IDEX Biometrics ASA - Contemplated Private Placement and Amended Terms of Convertible Bond Agreement
NOT FOR RELEASE, PUBLICATION OR DISTRIBUTION, IN WHOLE OR IN PART DIRECTLY OR INDIRECTLY, IN AUSTRALIA, CANADA, JAPAN OR THE UNITED STATES OR ANY OTHER JURISDICTION IN WHICH SUCH RELEASE, PUBLICATION OR DISTRIBUTION WOULD BE UNLAWFUL. THIS ANNOUNCEMENT DOES NOT CONSTITUTE AN OFFER OF ANY OF THE SECURITIES DESCRIBED HEREIN.
Oslo, 16 September 2024.
IDEX Biometrics ASA (the "Company"), a leading provider of advanced fingerprint identification and authentications solutions, has retained Arctic Securities AS as sole manager and bookrunner (the "Manager") to advise on and effect a private placement (the "Private Placement") of new shares in the Company (the "Offer Shares") to raise gross proceeds of NOK 55-65 million.

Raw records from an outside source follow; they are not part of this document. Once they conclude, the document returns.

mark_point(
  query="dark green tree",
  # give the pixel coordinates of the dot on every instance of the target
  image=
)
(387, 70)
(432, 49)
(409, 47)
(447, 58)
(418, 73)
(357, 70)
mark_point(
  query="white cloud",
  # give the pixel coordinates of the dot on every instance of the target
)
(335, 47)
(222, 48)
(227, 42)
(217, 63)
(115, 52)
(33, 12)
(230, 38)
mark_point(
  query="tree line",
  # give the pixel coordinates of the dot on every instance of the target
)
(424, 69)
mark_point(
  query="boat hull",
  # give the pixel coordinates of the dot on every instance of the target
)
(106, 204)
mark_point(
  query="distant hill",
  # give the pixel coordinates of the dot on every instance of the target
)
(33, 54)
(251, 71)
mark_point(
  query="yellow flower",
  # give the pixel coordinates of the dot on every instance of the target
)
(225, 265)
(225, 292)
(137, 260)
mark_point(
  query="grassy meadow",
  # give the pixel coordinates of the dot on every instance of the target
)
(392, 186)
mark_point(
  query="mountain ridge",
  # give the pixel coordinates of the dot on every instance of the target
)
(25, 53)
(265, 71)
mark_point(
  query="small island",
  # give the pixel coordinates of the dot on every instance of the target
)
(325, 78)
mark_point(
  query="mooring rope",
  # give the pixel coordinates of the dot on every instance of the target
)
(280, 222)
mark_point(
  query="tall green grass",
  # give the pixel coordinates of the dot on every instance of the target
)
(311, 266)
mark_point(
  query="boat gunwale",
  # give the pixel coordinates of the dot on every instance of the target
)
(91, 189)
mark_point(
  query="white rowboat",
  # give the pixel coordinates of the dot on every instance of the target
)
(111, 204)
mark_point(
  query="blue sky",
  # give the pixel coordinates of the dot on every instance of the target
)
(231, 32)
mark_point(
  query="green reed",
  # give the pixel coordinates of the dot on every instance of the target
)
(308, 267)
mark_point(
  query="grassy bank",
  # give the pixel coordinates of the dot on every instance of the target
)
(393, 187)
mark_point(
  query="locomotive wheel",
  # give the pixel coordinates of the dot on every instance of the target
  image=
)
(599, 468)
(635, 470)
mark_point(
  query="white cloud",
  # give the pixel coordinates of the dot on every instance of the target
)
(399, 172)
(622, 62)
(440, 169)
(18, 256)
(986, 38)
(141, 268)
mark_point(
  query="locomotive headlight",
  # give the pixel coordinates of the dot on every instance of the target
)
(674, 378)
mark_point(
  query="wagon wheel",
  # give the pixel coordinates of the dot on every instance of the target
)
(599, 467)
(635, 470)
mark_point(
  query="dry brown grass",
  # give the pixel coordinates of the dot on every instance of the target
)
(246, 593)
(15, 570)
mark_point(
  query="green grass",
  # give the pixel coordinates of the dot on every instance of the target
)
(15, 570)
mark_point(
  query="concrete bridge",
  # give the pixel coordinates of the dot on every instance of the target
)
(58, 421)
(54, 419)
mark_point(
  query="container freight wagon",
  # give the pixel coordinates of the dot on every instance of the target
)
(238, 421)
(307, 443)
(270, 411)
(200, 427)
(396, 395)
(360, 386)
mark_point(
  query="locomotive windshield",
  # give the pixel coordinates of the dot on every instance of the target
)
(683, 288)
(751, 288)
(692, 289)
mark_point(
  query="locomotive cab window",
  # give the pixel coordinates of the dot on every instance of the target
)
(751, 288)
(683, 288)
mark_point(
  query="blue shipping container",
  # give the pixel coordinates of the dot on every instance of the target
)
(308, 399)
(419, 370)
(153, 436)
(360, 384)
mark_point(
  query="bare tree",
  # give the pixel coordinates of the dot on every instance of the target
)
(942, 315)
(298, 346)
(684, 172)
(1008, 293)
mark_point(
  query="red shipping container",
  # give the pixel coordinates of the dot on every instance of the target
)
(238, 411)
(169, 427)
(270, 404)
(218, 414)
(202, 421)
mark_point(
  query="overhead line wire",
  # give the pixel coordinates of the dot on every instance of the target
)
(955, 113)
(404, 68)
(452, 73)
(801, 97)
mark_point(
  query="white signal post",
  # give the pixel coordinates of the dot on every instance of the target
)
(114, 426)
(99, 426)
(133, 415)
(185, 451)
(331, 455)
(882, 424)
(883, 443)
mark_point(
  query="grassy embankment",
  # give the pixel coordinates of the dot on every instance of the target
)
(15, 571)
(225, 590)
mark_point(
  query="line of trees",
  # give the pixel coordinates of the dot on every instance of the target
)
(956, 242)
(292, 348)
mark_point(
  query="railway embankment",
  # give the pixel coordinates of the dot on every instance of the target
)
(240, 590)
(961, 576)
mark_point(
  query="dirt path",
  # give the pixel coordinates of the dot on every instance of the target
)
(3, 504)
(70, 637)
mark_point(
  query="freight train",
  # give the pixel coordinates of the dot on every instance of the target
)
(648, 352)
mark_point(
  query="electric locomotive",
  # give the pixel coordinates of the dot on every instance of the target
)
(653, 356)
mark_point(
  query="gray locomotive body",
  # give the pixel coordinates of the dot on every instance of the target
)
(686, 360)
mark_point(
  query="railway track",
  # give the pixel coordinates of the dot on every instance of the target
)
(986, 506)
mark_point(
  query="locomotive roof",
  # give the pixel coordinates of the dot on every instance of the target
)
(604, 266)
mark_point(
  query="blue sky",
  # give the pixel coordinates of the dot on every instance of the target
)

The net proceeds from the Private Placement will be used to fund the Company's continued commercialization efforts, necessary product development and market development expenses, working capital needs, as well as capital expenditures and other general corporate purposes
The subscription price per Offer Share (the "Offer Price") will be NOK 0.15.
The Company has received pre-indications of interest from Mr Robert Keith to subscribe for USD 1 mill.
The bookbuilding period commences today, 16 September 2024, at 17:15 CEST and ends at 08:00 CEST on 17 September 2024. The bookbuilding period may, at the discretion of the Company and the Manager, close earlier or later and may be cancelled at any time and, consequently, the Company may refrain from completing the Private Placement.
The Private Placement will be directed towards Norwegian and international investors, in each case subject to applicable exemptions from relevant prospectus, filing or other registration requirements. The minimum application and allocation amount in the Private Placement will be the NOK equivalent of EUR 100,000, provided that the Company may, at its sole discretion, allocate an amount below EUR 100,000 to the extent applicable exemptions from relevant prospectus and registration requirements pursuant to applicable regulations, including Regulation (EU) 2017/1129 (the EU Prospectus Regulation) and ancillary regulations, are available.
The Private Placement will be divided into two tranches. Tranche 1 will consist of 101,624,966 Offer Shares (representing approximately 30% of the outstanding shares in the Company) ("Tranche 1" and the "Tranche 1 Offer Shares"). Tranche 2 will consist of up to 331,708,367 Offer Shares ("Tranche 2" and the "Tranche 2 Offer Shares"). Tranche 1 will, in addition to the further conditions described below, be subject to the board of directors (the "Board") being granted a board authorization which can be used to issue the Tranche 1 Offer Shares (the "Board Authorization") by the extraordinary general meeting of the Company to be held on 23 September 2024 ("EGM I"). Tranche 2 will, in addition to the further conditions described below, be subject to approval by an extraordinary general meeting of the Company expected to be held on or about 9 October 2024 ("EGM II"). Allocations of Offer Shares to investors are expected to be split between Tranche 1 and Tranche 2 on a pro rata basis.